Early the next morning, Paladin tasted the oxytocin spiking in Eliasz’ blood for a second time. Her arm cradled Eliasz, and his perimeter weapons were in a weightless pile of almost-invisible netting on the floor. The man had a whole day to sleep before they flew out to the prairies to pick up Jack’s trail.
JULY 18, 2144, 0400
Med was finishing the “methods” section of the Zacuity paper when she sat rigidly upright. Threezed was watching a movie on his tablet. Across the lab, Krish was rewriting their press release about how Zaxy violated international law. Suddenly, none of that mattered.
A sequencer clattered to the floor as Med stood with an inhuman speed that made her look like a special effect. “Get out of here now!” she whispered, railroading her body into Threezed’s. In seconds, she had half-carried him to a back exit used mostly for taking out the recycling. “Go! Hide!”
Threezed didn’t hear panic in the bot’s voice, but he understood danger. He sprinted out the door and didn’t look back. Med whirled to face Krish, who was staring at her open-mouthed.
For the first time in her life, Med felt what it was like to have a program override her choices. The instant she saw the IPC bot on the Free Lab network, she stopped being a researcher and went into primary defense mode. As the researchers back in Anchorage would no doubt say, the fight-or-flight response wasn’t quite as reflexive as that: First, she realized that an IPC bot was in close physical proximity, accompanied by an IPC agent; then she deduced they were specifically looking for information related to Jack. Which meant they probably weren’t concerned about leaving anybody here alive.

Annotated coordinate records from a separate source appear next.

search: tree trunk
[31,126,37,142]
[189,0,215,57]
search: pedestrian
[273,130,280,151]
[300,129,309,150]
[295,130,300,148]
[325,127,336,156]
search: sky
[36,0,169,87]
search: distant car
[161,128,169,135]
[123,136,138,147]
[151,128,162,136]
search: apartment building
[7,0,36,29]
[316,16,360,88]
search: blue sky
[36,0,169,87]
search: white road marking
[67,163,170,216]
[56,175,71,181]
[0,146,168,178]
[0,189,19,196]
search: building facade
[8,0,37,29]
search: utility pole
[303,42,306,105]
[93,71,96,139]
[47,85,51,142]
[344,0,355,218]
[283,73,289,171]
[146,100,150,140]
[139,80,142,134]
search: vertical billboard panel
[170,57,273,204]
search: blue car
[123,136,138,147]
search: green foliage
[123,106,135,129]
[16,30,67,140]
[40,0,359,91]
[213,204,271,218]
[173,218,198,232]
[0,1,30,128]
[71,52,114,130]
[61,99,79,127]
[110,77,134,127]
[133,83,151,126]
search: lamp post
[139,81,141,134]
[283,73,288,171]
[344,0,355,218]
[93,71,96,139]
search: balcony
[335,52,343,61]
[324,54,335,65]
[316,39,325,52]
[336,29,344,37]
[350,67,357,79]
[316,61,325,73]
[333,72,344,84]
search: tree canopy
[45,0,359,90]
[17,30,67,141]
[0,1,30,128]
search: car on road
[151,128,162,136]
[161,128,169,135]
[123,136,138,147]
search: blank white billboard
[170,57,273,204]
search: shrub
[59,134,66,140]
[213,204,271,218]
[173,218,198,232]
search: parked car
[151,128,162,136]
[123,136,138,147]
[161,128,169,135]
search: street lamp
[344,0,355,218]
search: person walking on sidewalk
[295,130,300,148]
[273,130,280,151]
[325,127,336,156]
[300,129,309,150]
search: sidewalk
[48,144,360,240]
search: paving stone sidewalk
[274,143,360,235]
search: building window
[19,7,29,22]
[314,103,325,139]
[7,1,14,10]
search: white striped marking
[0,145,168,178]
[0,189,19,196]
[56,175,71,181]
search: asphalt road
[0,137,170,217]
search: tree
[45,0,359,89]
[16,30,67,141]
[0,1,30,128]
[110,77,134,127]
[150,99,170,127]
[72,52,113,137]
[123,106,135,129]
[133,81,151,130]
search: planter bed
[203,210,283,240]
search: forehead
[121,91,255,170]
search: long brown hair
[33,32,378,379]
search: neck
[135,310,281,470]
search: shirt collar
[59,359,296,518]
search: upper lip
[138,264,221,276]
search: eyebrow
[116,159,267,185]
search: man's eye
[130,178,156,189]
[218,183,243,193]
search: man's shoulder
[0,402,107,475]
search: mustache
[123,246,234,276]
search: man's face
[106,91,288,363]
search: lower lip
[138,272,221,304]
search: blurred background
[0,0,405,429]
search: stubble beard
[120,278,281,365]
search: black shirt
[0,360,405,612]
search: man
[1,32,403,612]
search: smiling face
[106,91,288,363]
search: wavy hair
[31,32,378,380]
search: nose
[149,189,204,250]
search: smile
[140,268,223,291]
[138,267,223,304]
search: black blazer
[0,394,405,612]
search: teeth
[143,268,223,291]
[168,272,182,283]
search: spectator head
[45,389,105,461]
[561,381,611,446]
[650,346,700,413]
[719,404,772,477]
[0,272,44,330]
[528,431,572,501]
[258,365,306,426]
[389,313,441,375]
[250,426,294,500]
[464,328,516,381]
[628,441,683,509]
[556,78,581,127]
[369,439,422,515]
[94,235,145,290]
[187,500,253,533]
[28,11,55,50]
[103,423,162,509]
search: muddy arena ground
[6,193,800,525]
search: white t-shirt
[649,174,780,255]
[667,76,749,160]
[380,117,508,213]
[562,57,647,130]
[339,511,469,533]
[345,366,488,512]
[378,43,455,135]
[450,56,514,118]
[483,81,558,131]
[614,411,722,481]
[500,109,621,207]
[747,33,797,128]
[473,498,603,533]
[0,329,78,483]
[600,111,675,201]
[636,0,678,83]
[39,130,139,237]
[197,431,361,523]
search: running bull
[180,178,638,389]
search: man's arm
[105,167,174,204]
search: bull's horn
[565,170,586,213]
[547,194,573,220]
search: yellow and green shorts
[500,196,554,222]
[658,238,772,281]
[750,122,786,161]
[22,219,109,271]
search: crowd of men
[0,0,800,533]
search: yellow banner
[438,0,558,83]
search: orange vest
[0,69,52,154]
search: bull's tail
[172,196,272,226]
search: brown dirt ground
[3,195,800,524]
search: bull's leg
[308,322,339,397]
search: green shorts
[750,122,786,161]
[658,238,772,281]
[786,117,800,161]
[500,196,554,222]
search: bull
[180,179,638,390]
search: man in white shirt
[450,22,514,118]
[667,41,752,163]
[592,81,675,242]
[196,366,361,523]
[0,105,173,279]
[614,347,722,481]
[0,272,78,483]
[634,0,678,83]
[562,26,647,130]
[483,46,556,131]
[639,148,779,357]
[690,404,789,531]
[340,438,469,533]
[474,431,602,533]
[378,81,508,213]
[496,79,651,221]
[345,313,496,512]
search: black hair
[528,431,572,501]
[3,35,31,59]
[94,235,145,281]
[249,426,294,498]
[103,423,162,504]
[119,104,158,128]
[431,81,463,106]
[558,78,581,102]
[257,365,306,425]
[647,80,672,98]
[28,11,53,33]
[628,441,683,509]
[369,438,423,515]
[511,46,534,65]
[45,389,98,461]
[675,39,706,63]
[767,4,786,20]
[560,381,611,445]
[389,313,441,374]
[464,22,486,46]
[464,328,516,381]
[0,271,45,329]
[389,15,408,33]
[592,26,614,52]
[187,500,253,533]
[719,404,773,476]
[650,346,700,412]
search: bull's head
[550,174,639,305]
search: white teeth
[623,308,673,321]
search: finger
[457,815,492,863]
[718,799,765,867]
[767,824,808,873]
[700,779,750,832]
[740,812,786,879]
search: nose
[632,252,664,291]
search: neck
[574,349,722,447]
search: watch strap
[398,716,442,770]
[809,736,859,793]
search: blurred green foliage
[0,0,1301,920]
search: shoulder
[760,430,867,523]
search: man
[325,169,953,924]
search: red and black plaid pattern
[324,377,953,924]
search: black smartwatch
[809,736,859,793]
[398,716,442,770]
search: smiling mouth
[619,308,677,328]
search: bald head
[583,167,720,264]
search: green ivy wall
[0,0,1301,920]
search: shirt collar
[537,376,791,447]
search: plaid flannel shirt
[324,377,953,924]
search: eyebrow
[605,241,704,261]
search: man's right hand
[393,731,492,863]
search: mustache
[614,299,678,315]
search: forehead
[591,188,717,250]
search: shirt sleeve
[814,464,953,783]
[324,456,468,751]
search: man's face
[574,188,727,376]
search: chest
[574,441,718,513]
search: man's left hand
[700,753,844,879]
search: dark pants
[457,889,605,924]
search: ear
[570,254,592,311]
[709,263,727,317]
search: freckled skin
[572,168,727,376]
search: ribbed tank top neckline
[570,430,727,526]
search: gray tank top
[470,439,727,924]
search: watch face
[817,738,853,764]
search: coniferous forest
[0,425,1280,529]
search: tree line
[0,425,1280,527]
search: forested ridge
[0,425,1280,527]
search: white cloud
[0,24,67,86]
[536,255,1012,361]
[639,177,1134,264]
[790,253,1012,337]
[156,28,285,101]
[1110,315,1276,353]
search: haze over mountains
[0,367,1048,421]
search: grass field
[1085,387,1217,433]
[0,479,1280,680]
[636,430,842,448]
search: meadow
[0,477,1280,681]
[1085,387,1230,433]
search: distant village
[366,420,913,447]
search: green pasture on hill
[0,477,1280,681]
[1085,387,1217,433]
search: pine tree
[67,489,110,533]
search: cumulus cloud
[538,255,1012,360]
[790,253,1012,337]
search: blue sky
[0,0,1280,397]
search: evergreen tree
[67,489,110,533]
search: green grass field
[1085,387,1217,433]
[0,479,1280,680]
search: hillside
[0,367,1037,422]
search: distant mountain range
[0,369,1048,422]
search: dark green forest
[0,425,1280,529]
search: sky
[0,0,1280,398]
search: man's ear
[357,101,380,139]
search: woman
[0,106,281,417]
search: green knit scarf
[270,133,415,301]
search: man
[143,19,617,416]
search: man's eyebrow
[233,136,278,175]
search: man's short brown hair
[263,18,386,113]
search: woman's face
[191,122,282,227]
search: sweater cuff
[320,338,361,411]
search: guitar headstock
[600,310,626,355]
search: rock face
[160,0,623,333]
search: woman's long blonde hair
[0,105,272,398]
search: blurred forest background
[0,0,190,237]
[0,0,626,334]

Alien thoughts and reflexes overwhelmed her. The lab was under attack, along with the human lives inside it, and she would fight to the death to prevent the attack from succeeding. It felt like she had no other option, but of course she did. She could have run. She chose to stay.
Med perceived the bot opening the poorly encrypted locks on the lab’s front door and cartwheeled back across the room, ripping the seam that held her lab coat together at the back. When the armored bot and the agent burst into the lab, she was blocking Krish with her body. The agent squeezed off three syringes, probably tranqs or hypnotics, and Med snatched them out of the air with the palm of her rapidly moving hand. As the caps burst, their payloads—packed with molecules that would disrupt signaling pathways in the cerebral cortex—leaked out of a small tear in her skin.